Ancak bu tiplemelerin gençler açısından bir model oluşturmasına da değinmeden geçemeyeceğiz. Gerçekten bu kadar mı yoksunuz gençliğe model oluşturabilecek kişiler ortaya çıkarmada? Elbette değiliz. Bizim tarihimizde yer alan gençlik önderleri; bu “sanal” kahramanlarla ya da onların gerçek hayattaki karşılıklarıyla yan yana bile anılamaz. Arkalarında adamları –ki gerçek hayatta bu tipler genelde adamlarının önünde yer almayı değil arkalarında saklanmayı tercih eder.- son model arabalarla, her tür silah ve yeri geldiğinde devlet desteği ile kahramanlık yapan bu tipler, bir uluslararası sistemi ve onun devlet aygıtı, her tür zor gücünü sadece tarihsel haklılıklarına dayanarak karşısına alan devrimcilerle boy ölçüşemez. Ancak bu noktada içinde bulunduğu geleceksizlik, yoksulluk, uyuşturucu ve “suç” kıskacı içerisinde isyan eden gençlerin, “isyanını” anlamakta, onula buluşmakta biraz zorlandığımız açığa çıkıyor. Mevcut araç, yöntem ve söylemlerimizle yoksul mahallelerde; sokak aralarında filizlenen isyanın karşısına gerçek bir kavga seçeneğini yaygın biçimde koyamıyoruz.

İki elle ortasından tuttukları tesbihleri ile instagrama koydukları fotoğrafları, modifiye Doğanları, Pitbullları ile başına gelenlerin sebebini arayan, hayallerini çalan o kişiyi bulsa ağzını, burnunu kıracak olan bu gençlere; hayatlarını ellerinin arasından çekip alanın dizideki “Beyefendiler” , “Vartolular” değil, sermaye sınıfı olduğunu anlatmalıyız. Yoksulluğumuz ve yoksunluğumuz dünyadaki milyarlarca yoksul gibi emperyalist- kapitalist sistemden kaynaklanıyor.

Bu noktada yapılacak çalışmaların tarzı, yöntemi, dili vs. ayrı bir yazının konusu ya da hayatın içinde deneyimlenecek bir başlık olarak duruyor.

'MAHALLEYİ, AİLEYİ KORUMAK

Son olarak dizinin temel düsturlarından biri olan” Mahalleyi korumak” meselesine ilişkin bizim ne anladığımızı ortaya koyarak bitirelim.

Mahallenin nasıl korunacağının en iyi örnekleri “Gezi Direnişinde” verildi diye düşünüyoruz.
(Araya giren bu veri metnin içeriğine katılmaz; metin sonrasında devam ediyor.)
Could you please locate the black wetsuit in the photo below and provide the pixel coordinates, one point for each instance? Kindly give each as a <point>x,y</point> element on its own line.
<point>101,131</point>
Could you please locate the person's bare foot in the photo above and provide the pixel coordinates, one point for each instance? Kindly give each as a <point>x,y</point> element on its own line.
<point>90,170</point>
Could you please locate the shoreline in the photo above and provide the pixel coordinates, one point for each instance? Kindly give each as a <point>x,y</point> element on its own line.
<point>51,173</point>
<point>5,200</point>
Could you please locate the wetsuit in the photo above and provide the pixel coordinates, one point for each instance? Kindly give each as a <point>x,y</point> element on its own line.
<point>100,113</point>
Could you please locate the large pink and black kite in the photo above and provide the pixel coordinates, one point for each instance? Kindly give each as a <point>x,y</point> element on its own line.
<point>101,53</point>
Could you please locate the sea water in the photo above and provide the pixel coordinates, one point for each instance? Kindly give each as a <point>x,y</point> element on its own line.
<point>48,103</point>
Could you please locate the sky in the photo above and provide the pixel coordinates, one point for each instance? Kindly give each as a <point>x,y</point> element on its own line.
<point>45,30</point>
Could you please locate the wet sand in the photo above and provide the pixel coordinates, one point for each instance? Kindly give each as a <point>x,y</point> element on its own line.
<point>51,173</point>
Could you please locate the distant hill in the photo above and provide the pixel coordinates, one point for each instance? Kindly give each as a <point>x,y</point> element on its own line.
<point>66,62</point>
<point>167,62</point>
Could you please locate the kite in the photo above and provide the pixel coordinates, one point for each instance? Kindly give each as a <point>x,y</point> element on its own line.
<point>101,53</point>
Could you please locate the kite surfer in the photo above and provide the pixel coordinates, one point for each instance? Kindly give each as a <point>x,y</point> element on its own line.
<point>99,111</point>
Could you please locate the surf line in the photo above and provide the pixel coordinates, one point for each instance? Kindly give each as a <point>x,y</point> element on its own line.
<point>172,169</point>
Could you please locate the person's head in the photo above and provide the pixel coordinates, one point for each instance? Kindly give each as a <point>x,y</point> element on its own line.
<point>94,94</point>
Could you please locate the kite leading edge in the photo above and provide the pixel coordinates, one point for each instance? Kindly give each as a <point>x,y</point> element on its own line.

Gazi Mahallesi’nde, Sarıgazi’de, Dikmen’de, Tuzluçayır’da … Ve belki de en çok Hatay Harbiye Mahallesinde, Abdocan’ın, Ahmet Atakan’ın mahallesinde.Tüm gençlere; özellikle kendilerini sol değerlerle tanımlayan gençlere bu mahallelerde yaşayan direnişleri hatırlamalarını öneririz.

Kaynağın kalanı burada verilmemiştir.